Some reruns are on so often, you can spot them pretty instantly.
Shows like "Seinfeld," "Friends," and "Law and Order" are the gold standards of syndicated television; seemingly immortal in their appeal to audiences and advertisers. And for years, they've been steady money makers for cable.
But today, the afterlife for television is changing. More shows are finding their heavenly home on streaming services like Netflix and Amazon.
"It's not good news for the cable networks," says Tom Nunan, a film and television producer and a lecturer at UCLA. "They now have an even more dynamic set of competitors out there."
Viacom, which owns more than a dozen cable channels, says its been hit by shrinking audiences for reruns.

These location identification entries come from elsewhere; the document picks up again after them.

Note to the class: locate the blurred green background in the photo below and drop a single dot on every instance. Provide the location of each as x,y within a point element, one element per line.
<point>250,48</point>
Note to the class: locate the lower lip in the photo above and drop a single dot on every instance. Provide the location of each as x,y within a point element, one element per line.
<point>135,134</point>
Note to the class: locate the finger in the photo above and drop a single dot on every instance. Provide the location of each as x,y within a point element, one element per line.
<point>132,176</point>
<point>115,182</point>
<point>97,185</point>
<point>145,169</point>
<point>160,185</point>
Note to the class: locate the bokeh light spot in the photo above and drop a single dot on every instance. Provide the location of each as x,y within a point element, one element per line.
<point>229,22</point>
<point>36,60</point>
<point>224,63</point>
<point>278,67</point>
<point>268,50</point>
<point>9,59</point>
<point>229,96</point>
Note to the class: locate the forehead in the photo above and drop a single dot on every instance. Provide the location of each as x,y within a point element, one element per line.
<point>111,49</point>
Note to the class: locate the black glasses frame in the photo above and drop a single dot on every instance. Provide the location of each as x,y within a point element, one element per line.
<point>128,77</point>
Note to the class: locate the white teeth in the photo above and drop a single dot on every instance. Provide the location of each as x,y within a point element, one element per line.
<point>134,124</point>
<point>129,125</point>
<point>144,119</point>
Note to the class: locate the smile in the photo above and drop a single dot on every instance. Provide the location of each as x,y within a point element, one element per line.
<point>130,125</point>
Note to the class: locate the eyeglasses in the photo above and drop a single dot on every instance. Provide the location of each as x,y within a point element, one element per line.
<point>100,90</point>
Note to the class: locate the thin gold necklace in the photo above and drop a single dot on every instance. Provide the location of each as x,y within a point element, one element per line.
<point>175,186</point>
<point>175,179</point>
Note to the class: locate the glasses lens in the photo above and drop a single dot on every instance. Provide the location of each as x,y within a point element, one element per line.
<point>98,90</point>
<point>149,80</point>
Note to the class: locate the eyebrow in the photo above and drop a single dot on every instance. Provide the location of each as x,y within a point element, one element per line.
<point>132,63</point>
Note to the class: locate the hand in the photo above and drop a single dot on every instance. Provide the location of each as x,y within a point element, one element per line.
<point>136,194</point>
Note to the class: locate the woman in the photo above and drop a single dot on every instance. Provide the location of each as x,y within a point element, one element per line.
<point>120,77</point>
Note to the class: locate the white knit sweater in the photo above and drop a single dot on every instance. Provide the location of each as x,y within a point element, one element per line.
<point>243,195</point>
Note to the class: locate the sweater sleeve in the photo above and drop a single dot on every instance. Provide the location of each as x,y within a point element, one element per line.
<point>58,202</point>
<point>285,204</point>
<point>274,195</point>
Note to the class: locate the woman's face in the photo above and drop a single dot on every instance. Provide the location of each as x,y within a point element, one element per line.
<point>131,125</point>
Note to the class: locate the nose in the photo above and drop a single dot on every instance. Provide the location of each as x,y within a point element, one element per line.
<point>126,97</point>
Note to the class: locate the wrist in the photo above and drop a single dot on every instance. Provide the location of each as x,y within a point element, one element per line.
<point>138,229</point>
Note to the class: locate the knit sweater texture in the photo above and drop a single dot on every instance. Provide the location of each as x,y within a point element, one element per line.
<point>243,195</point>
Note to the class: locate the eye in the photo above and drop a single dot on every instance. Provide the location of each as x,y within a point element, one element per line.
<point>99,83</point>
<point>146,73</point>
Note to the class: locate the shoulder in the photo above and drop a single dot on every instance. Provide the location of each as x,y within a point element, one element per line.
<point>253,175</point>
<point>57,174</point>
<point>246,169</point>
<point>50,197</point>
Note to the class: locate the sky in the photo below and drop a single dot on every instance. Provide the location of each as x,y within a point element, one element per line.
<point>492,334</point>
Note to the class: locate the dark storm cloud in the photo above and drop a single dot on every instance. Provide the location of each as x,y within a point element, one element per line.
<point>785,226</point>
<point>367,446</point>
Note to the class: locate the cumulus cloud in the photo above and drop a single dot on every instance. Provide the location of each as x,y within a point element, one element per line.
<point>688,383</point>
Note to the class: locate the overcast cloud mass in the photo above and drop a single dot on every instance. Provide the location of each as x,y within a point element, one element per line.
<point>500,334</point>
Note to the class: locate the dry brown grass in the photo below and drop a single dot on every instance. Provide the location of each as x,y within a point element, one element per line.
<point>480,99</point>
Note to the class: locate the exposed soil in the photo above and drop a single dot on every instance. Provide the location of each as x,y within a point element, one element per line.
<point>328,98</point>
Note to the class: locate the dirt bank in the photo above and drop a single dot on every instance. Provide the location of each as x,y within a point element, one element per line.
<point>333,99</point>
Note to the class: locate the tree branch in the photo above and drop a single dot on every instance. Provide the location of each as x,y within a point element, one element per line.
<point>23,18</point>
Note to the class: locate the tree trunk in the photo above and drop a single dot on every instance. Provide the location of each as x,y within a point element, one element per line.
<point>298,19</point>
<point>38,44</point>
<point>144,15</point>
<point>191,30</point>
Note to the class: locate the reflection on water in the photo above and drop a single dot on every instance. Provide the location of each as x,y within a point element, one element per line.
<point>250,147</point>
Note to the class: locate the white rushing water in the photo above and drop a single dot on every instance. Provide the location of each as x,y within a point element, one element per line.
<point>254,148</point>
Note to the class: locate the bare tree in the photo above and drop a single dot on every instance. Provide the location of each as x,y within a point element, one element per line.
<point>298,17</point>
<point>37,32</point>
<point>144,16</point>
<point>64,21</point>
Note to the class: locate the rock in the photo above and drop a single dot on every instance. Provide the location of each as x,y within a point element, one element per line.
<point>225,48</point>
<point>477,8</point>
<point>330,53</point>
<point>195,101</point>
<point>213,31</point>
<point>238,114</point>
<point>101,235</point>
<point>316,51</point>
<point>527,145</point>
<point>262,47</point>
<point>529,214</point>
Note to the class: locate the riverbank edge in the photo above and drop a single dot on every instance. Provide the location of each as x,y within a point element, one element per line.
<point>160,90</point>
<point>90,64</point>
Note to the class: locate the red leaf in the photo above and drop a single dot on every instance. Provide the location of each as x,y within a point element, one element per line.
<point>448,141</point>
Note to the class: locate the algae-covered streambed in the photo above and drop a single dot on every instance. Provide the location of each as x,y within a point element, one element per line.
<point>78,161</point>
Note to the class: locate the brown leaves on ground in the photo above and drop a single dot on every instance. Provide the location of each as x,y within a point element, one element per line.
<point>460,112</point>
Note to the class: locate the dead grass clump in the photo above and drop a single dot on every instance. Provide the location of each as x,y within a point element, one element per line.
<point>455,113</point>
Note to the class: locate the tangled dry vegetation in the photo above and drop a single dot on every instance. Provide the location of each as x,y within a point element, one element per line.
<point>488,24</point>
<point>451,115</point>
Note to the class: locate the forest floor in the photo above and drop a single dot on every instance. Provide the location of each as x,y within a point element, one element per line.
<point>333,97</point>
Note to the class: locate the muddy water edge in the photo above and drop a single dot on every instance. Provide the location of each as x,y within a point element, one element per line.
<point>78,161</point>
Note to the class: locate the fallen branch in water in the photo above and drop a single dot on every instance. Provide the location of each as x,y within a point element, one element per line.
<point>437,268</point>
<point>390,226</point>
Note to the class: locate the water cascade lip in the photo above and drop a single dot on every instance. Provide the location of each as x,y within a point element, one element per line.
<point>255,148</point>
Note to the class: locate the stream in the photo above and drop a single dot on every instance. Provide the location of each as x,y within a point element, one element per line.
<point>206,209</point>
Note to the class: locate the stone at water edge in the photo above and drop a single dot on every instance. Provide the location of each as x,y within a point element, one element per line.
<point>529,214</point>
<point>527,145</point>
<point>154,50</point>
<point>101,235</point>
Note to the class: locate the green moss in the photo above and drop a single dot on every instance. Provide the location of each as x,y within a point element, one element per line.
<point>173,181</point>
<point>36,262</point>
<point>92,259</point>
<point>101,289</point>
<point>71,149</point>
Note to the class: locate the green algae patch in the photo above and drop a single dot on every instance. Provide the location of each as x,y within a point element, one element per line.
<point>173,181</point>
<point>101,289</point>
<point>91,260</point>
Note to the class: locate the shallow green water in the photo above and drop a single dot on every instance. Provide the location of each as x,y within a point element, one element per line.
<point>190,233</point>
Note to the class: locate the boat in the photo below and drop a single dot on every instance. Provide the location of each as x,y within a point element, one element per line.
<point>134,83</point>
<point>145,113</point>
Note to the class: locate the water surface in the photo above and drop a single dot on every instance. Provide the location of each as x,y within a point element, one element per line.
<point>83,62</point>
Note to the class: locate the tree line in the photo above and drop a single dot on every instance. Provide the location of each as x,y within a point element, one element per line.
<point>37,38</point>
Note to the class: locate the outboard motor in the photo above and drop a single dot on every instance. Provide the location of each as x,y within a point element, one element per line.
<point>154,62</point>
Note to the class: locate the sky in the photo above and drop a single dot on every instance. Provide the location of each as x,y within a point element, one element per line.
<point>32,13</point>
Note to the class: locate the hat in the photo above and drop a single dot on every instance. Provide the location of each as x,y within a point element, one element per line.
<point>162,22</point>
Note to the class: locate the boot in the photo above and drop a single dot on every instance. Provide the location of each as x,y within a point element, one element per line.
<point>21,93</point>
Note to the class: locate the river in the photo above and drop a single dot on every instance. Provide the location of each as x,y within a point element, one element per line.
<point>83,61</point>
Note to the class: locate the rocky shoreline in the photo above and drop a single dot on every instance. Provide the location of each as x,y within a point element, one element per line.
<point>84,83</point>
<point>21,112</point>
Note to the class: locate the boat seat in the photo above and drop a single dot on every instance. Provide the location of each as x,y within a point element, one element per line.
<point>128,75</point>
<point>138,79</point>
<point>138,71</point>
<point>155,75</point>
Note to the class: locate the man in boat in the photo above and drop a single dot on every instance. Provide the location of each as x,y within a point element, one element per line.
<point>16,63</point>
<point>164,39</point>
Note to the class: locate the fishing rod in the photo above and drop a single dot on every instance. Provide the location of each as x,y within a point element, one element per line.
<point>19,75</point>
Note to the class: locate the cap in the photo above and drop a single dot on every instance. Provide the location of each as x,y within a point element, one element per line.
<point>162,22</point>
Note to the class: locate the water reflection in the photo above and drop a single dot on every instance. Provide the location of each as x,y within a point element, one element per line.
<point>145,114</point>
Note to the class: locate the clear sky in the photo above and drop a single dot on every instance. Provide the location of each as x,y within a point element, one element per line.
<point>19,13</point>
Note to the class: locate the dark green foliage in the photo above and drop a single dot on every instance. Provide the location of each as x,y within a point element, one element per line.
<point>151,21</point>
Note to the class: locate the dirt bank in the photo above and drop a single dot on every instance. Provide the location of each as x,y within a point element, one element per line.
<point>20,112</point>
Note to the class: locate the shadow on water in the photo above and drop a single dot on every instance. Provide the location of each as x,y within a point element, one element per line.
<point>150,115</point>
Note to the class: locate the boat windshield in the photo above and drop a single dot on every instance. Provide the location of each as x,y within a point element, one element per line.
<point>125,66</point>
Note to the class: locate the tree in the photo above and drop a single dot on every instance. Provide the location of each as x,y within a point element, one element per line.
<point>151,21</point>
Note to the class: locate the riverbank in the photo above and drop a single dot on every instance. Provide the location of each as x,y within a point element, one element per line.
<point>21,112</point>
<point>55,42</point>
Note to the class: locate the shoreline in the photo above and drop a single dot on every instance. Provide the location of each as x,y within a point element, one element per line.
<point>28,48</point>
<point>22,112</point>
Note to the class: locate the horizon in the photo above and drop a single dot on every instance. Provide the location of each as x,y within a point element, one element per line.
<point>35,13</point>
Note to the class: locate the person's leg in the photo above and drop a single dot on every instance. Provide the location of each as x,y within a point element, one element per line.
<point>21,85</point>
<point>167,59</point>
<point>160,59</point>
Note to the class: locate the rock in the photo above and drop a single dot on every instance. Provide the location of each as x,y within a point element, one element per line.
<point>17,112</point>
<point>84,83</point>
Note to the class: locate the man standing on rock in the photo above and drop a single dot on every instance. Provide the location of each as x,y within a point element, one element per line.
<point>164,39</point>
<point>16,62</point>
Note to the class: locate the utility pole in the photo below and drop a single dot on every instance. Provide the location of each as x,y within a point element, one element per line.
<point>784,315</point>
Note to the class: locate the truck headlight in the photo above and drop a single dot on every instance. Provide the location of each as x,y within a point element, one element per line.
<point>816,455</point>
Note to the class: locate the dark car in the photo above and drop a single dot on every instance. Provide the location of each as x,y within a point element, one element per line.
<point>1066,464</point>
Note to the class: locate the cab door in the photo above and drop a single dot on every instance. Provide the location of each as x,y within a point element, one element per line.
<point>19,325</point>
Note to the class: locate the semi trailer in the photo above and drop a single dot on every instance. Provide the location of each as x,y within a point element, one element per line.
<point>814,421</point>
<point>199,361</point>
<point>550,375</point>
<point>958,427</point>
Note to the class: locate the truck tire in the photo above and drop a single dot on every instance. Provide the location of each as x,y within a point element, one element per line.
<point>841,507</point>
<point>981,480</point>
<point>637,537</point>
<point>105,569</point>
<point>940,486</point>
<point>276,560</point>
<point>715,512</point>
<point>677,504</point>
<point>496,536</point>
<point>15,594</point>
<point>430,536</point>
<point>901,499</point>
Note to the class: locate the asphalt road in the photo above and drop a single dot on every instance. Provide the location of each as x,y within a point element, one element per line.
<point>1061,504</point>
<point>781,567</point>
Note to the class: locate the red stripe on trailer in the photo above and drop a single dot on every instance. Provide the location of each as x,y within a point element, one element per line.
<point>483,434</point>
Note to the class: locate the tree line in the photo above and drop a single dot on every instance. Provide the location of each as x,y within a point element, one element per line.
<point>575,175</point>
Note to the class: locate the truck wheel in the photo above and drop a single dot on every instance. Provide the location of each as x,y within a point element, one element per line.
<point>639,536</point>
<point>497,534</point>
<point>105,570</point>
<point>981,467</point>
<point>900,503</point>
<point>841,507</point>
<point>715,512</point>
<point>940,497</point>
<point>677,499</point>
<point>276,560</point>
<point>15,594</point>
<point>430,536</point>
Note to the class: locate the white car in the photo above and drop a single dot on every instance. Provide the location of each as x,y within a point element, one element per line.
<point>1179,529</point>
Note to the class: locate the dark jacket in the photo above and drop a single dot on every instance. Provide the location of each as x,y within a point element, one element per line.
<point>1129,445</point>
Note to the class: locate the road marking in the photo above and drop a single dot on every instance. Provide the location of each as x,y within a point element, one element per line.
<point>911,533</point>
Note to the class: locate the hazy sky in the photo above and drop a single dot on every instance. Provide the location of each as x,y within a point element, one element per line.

According to the research group Kantar Media, advertising buys on nationally syndicated TV have been relatively flat in the past year.
But, says Nunan, streaming is positive for the folks who make television. "Now there are just more and more markets for original material, there are more and more markets for titles that have been sitting on the shelf."
There's an afterlife for reality shows, like "Dance Moms."
Reincarnation can be successful for serial dramas, like 'The Good Wife," where you want to see episodes in order, and maybe all at once.
But all reruns, on every platform, face new hurdles.
Like a nearly endless stream of new shows, for example. "Game of Thrones," "Orange is the New Black," "Mad Men," "Veep," "The Americans"—And that's just scratching the surface.
And reruns aren't just competing with everything that's new, they're competing with everything that's old. "If you've got a sitcom and you want to sell it in syndication you are still going up against the likes of 'Friends' and 'Seinfeld,'" says Derek Kompare, professor at Southern Methodist University and author of "Rerun Nation: How Repeats Invented American Television."
Because sometimes, nothing's better than watching Ross and Rachel try to figure it out, even if you know exactly how the story goes.